In another preventive measure, electrics are being moved into attics where even the most extreme floods will not damage them. Historic buildings – the town has a church with records of local tithes from 1269 – are being restored.

Rebuilding from ruins is part of almost every German family’s story after the horrors the 20th century brought. The Ahr is no different – Allied bombs fell on the valley in 1945, possibly aiming at a V2 rocket factory nearby. Yet while peace has prevailed for decades, high waters are an ever greater threat.

Climate threat

Scientists at World Weather Attribution said the Ahr’s extreme rain was up to nine times more probable because of global warming. Experts say such events will only become more probable as climate change intensifies.

In a nod to the Ahr disaster, July 15 was declared by the EU as a Day for the Victims of the Global Climate Crisis at a Brussels ceremony attended by UN chief Antonio Guterres.

The fateful date should forever “serve as a moment of reflection on the human toll of the climate crisis”, said Frans Timmermans, the EU commissioner responsible for climate action.

Mr Orthen is clear that climate change is threatening his town.

“These things have always existed, but now they come more often,” he said.

The floods also played an outsize part in German political history. Armin Laschet, at the time the favourite to succeed Angela Merkel as chancellor, never recovered from a gaffe when a camera caught him chuckling in the background during sombre speeches in the flood zone. Two months later, he narrowly lost a general election to Olaf Scholz.

Like Mr Scholz’s government, the Ahr valley wants to do its part in stopping climate change as well as preparing for the worst. Four towns have brought in modern district heating systems. A storm-ravaged railway line will run on electricity rather than diesel when it fully reopens in 2025.

But the global temperature rise is out of the valley’s hands and it has to be ready if the floods return. Efforts are being made to improve a system of warning sirens that were widely criticised in 2021.

Paying for these improvements can be an issue, and dedicated recovery funds are really meant to restore what was there before, Ms Kilian said – not be misused for “golden taps”.
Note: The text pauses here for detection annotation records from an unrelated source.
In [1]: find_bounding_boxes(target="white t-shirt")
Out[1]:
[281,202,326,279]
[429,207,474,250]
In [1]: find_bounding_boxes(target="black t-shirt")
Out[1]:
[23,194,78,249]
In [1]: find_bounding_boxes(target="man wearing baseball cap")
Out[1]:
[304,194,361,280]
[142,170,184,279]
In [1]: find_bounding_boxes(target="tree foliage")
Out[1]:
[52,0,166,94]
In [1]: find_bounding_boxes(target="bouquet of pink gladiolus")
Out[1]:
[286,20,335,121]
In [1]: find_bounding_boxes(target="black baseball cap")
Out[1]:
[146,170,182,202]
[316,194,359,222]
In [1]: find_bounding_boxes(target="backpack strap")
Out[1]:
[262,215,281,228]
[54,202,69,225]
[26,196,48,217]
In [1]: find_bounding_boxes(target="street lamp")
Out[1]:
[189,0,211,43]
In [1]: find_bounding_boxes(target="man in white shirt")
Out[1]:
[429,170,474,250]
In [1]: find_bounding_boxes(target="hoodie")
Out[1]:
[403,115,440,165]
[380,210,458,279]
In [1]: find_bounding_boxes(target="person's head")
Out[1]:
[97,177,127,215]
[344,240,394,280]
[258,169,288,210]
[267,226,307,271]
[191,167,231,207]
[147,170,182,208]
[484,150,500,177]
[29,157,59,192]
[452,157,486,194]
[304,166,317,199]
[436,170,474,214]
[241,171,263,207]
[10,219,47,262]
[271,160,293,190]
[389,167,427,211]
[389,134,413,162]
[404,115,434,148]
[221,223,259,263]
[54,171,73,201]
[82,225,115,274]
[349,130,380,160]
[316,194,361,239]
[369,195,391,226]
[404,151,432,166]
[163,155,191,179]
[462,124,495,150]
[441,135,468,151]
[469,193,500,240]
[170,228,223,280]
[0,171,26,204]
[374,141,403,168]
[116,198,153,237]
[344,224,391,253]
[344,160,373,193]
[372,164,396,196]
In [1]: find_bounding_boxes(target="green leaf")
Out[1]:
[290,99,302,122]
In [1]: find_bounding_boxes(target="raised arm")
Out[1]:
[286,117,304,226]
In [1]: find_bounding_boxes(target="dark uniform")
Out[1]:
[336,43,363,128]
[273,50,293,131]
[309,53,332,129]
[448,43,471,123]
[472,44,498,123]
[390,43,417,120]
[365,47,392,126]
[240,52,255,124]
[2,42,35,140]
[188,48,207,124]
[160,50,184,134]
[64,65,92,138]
And there are lines that will not be crossed, because climate hazards or not, the Ahr is a site of natural beauty where people still want to come and visit, relax or retire.

Tourists are coming back and local hotels are in high demand. The interior minister of the state of Rhineland-Palatinate, Michael Ebling, said the stadium’s reopening was a “point of light”.
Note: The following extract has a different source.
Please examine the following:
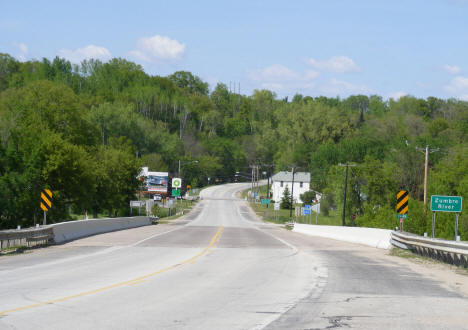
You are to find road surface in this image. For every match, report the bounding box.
[0,184,468,329]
“Yes, we still have a huge amount ahead of us, but I think within this huge amount we will be able to show a host of successes,” he said.

A graveyard on the riverbank took the full force of the disaster, but there is no appetite for a huge, incongruous flood wall at the cemetery.

Mr Orthen would like to do more but says there is a lack of money and political will to re-engineer the valley, whose steep, narrow course was blamed for the flood’s vicious advance.

“Nobody is doing it yet. We are a low-lying area here, we lie downstream. We have essentially done our homework when it comes to containment measures. The upper and middle Ahr unfortunately haven’t yet,” he said.

“Our containment measures have taken 20 years of planning. Only we don’t have that time.”

Extreme weather is never far away – even when the Ahr is ankle deep. Two years to the day since the flood, Germany issued a heatwave warning and authorities in the region spoke of “tropical nights” due to climate change. Even when it never rains, it pours.